Saben respetar y valorar la diversidad.

¿Qué cambios trae la edad?. Muchos indudablemente, y uno
de ellos, al parecer, es apreciar mejor el valor de la pequeñas
cosas. Se deja de lado el afán de cumplir metas y se aprecia
cada instante de la vida.

Cuando veo a los muy viejos, sonreírse mutuamente, me parece
como si su diálogo mudo fuera así:
- Hola, mira, qué alegría, estoy vivo!
- Sí. Felicidades. Yo también!.

Claro, es, nada más y nada menos que "la joie de vivre",
la alegría de vivir.
Pero, además de ello... los que ya pasamos los 60, ¿Por qué.
con tanta facilidad, nos alegramos profundamente al ver las
cabriolas de un perrito en un parque, o al admirar un imponente
árbol centenario o al apreciar la magnificencia de un palacio?.

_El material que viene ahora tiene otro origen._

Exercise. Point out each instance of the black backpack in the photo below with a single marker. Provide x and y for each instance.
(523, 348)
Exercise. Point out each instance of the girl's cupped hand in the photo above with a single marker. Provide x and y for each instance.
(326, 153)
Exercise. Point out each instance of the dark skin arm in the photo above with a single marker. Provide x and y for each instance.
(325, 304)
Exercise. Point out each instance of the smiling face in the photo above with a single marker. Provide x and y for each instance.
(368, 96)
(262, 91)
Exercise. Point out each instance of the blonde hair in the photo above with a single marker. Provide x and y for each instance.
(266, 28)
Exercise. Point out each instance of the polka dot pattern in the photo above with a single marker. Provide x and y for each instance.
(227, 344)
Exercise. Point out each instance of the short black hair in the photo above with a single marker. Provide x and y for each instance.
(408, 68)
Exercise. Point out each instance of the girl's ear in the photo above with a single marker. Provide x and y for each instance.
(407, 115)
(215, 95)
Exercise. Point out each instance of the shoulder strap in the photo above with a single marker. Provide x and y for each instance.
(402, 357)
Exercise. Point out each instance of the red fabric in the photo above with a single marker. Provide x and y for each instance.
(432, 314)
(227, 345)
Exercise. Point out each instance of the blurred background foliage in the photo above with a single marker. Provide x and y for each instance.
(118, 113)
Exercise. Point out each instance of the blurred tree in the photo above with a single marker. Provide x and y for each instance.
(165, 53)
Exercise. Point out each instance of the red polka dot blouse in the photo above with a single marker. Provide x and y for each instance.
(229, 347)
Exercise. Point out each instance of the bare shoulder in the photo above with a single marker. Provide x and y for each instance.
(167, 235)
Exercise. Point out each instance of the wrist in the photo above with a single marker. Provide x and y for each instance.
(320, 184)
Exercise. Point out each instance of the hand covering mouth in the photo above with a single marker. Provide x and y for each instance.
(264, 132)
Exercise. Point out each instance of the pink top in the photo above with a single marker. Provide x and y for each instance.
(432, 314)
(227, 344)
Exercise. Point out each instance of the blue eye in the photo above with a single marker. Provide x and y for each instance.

Y al mismo tiempo, se nos humedecen los ojos, emocionados,
embargados de tristeza, al escuchar una melodía que nos
transporta a otros tiempos, o bien cuando observamos
discretamente un recatado beso de un joven a su novia, o se
nubla nuestra mirada al recordar de pronto al amigo que
"partió" demasiado temprano.

¿Por qué nos sucede eso? ¿Por qué se nos ablanda el corazón
y a la vez gozamos tanto con la cosas más simples?.
¿Sólo la edad?. No necesariamente. Hay quienes mueren
cargados de años y nunca les sucede.
No tengo una respuesta sobre sus causas.

¿Será que apreciamos más la vida, porque el tiempo restante
se acorta y así cada nuevo día es más valioso que el anterior?
Puede ser. ¿Acaso tú sabes una mejor respuesta?.